The Mainstream Says The Worst Is Behind Us: Are They Right?
We've got a suggestion for David Letterman's next "Top's" list: The top THREE reasons the mainstream financial pundits say stocks (and the economy at large) are finally out of the woods:
- Reason Number Three: There are too many naysayers out there.
Case in point: A June 10 BusinessWeek cover featured a giant grizzly bear costume hanging fang-first from a wall hook with the caption, "Time to Slip into Something Less Comfortable?" Yet another popular news source recently announced "Stock Market Bears Are Back" and said the "increasing pessimism is a positive contrarian indicator for long-term investors." (MarketWatch).
There's just one problem with this, which is -- as of May 27, "According to the Investors Intelligence survey of investment advisors, the percentage of bulls is still ten percentage points higher than the percentage of bears, despite [the April-May] 1480-point Dow decline. Sentiment is still a long way from the inconsolable pessimism..." -- points out the June issue of EWI's Elliott Wave Financial Forecast (online now.) - Reason Number Two: The sell off in stocks is a promising sign.
"Corrections are routine and even healthy events. The sell off may be creating favorable points of entry for investors." (May 27, 2010 BusinessWeek)

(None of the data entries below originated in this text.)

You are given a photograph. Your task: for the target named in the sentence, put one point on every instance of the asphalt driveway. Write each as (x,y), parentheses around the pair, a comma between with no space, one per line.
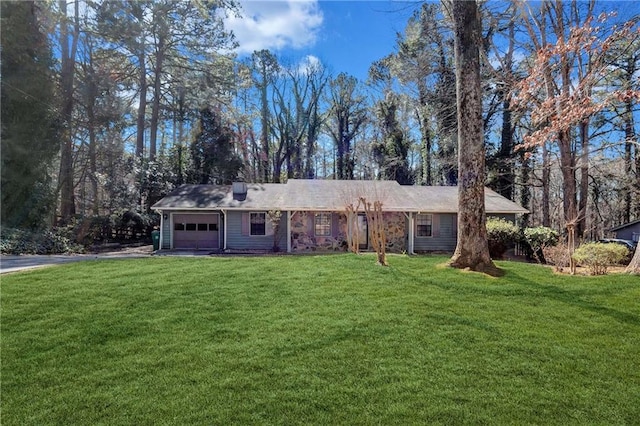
(10,263)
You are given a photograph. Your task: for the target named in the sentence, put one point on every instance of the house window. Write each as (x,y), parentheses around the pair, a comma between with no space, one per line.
(258,223)
(322,224)
(424,224)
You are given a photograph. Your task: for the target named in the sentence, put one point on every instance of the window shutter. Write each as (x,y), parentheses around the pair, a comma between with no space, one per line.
(454,226)
(335,224)
(246,224)
(268,227)
(311,220)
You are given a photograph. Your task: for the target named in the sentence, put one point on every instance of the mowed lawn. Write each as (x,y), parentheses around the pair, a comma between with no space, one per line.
(317,340)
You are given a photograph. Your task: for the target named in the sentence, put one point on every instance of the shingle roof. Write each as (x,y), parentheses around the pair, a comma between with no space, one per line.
(331,195)
(264,196)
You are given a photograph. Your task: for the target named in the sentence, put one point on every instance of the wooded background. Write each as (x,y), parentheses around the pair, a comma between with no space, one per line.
(108,105)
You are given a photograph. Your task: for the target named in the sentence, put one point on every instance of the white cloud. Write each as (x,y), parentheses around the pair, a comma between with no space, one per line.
(275,25)
(308,64)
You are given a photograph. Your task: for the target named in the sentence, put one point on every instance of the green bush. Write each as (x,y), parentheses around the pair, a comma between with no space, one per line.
(18,241)
(501,235)
(597,257)
(540,238)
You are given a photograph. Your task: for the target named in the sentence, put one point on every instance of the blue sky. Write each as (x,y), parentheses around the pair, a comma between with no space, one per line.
(346,36)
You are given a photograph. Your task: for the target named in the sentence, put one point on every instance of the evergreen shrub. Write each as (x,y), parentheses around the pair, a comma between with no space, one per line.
(597,257)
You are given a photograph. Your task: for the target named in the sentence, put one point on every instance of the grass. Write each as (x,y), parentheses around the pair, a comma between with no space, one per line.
(317,340)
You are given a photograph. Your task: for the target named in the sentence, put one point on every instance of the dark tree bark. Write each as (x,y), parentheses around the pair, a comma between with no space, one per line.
(472,250)
(68,48)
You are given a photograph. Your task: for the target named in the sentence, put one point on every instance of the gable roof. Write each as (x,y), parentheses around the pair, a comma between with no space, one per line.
(328,195)
(206,197)
(625,225)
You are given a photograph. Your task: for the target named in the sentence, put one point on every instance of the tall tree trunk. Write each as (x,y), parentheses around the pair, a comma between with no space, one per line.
(67,76)
(472,249)
(138,13)
(584,180)
(506,175)
(630,141)
(264,161)
(142,104)
(525,195)
(157,94)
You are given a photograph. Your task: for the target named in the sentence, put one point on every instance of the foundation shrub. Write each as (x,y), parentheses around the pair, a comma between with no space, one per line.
(597,257)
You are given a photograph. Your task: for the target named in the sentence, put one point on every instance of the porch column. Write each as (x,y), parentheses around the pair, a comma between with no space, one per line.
(411,236)
(224,229)
(161,229)
(411,233)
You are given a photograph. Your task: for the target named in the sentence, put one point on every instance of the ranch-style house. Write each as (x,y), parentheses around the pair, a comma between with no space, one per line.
(313,216)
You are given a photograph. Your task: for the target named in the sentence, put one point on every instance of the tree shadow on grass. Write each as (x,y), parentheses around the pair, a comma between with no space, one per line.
(570,298)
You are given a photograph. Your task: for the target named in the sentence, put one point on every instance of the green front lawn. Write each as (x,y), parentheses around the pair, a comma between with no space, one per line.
(317,340)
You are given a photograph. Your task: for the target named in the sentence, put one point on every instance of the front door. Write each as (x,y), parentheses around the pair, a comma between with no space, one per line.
(363,232)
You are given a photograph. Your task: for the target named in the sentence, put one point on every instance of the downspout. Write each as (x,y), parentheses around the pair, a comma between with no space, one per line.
(411,233)
(409,216)
(161,228)
(224,229)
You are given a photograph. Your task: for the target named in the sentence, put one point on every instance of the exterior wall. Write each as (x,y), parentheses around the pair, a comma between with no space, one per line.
(444,234)
(303,238)
(627,233)
(511,217)
(237,241)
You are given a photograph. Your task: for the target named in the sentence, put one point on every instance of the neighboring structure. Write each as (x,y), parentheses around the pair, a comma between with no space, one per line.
(628,231)
(314,215)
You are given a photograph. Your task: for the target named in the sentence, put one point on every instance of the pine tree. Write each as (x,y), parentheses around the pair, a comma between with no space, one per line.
(212,153)
(29,141)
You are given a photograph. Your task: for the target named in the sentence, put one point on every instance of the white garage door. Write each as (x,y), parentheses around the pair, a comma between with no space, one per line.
(196,231)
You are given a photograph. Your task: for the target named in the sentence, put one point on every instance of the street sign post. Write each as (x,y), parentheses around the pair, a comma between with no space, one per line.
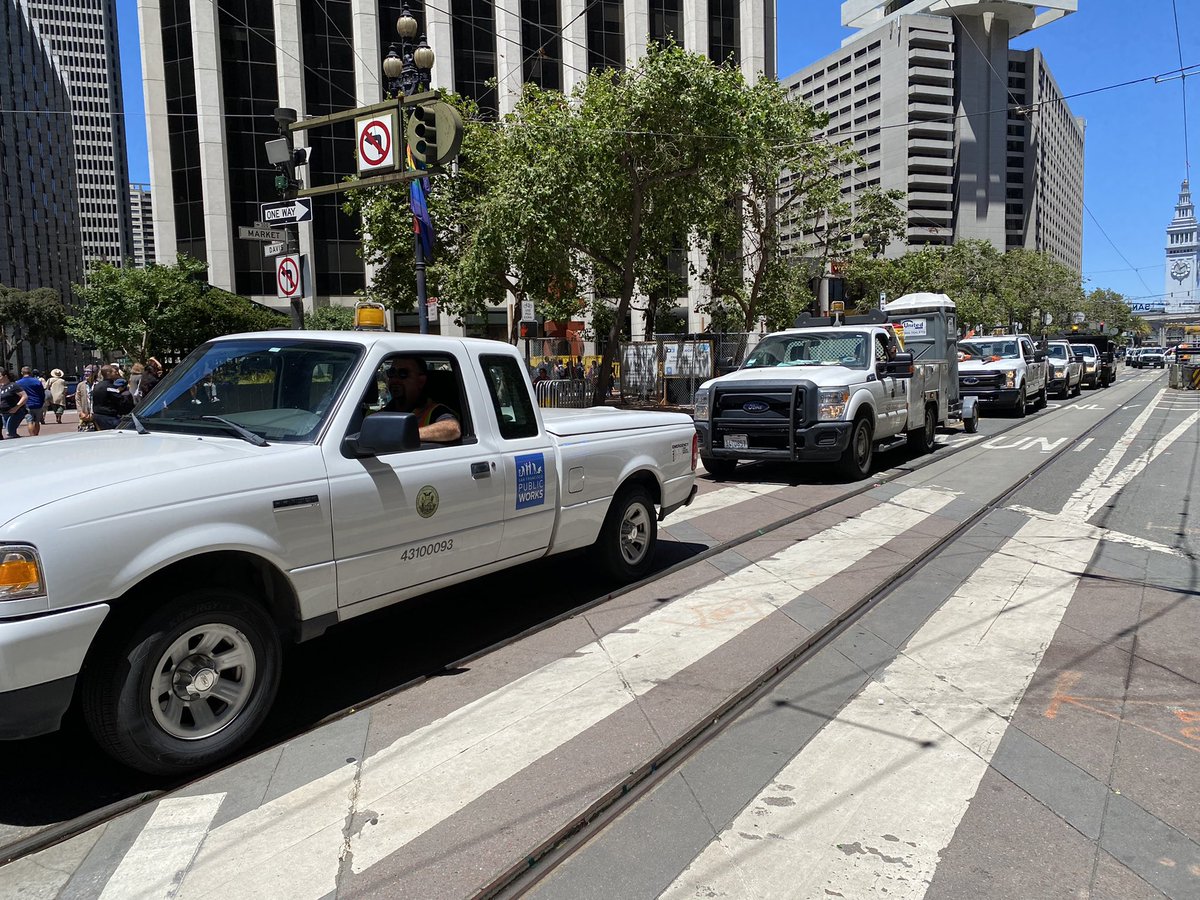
(287,213)
(288,281)
(377,143)
(261,234)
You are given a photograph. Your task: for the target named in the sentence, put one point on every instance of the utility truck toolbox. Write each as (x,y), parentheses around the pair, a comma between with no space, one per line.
(276,484)
(832,389)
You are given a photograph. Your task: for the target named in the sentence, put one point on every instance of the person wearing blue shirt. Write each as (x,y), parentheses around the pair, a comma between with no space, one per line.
(35,399)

Ah yes, the ole "dip-buying" mantra of all great manias. The idea comes around like clockwork after a soaring stock market suffers its first few freefalls and recommits fully to the downside. See this doozy from July 2007, as stocks were starting their biggest collapse in decades: "The biggest losses in equity and credit markets are making US stock bulls more bullish." (Bloomberg)

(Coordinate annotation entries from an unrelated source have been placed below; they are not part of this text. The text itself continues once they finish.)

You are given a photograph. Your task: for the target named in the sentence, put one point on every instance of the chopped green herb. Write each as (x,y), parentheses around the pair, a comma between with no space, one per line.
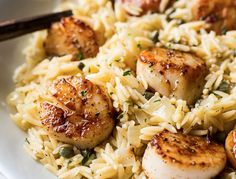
(148,95)
(223,30)
(126,73)
(120,116)
(224,86)
(66,152)
(168,18)
(81,66)
(88,155)
(83,93)
(157,100)
(26,140)
(139,46)
(155,37)
(80,56)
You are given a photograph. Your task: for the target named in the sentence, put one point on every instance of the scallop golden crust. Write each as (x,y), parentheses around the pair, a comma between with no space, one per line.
(181,156)
(230,146)
(173,73)
(221,15)
(83,115)
(147,5)
(71,36)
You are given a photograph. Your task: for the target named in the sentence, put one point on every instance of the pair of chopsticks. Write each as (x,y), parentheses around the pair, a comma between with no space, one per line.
(15,28)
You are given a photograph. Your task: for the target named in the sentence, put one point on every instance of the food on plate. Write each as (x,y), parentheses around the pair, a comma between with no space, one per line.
(220,15)
(170,155)
(71,36)
(83,115)
(148,5)
(230,146)
(173,73)
(146,102)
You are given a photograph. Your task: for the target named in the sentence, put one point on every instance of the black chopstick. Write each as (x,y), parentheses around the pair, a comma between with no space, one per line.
(14,28)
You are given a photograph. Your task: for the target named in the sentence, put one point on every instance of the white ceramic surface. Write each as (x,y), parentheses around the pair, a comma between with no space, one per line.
(15,163)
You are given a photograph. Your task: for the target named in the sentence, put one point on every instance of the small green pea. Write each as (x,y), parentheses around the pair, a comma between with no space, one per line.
(88,156)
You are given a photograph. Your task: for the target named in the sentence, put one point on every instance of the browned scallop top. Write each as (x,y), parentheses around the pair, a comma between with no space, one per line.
(167,60)
(187,151)
(147,5)
(71,36)
(220,14)
(81,109)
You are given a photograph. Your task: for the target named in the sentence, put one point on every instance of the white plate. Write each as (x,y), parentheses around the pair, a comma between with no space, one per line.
(15,163)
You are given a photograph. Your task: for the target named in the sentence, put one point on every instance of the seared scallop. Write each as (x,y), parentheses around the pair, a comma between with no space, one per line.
(149,5)
(230,146)
(71,36)
(181,156)
(82,114)
(221,15)
(173,73)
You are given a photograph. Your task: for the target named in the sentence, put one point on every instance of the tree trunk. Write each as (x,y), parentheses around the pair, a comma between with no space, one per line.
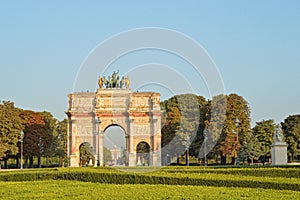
(31,162)
(223,160)
(233,161)
(187,162)
(17,162)
(39,162)
(26,162)
(5,164)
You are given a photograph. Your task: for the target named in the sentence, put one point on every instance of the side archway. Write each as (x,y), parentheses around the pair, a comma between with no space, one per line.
(86,156)
(143,154)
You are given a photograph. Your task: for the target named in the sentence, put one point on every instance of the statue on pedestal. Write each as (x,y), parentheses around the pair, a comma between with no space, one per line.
(278,136)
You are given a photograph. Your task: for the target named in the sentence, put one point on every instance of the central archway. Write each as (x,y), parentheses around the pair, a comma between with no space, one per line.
(114,146)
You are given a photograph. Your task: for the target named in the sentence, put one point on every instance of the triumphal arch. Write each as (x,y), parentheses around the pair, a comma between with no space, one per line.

- And now, the number one reason why stocks are set to soar: Earnings are off the charts.
"Stocks enjoy longest winning streak since October on economic optimism. Analysts have raised their average 2010 earnings growth forecasts for the S&P 500." (June 14, 2010 Bloomberg BusinessWeek)
This belief of earnings driving the stock market is the backbone of mainstream economic thought. Yet in the December 2009 Elliott Wave Financial Forecast, EWI's analysts exposed a fatal flaw in this notion: strong earnings often coincide with market peaks, and weak numbers with lasting bottoms!
To illustrate this fact, the December 2009 Financial Forecast presented the following close-up of the S&P 500 versus Quarterly Earnings from 1999-2009.
Shortly after the release of this publication, EWI president Robert Prechter addressed the great "Earnings" myth in the still-talked-about February 2010 Elliott Wave Theorist. There, Bob identified a "history-making departure" from the expected relationship between earnings and stocks: the 1973-4 bear market. Here are the pointed details:
"Earnings per share for S&P 500 companies surged for six quarters in a row, during which time the S&P suffered its largest collapse for the entire period from 1938 to 2007, a 70-year span. Moreover, the S&P bottomed in early October 1974, and earnings-per-share then turned down for 12 straight months."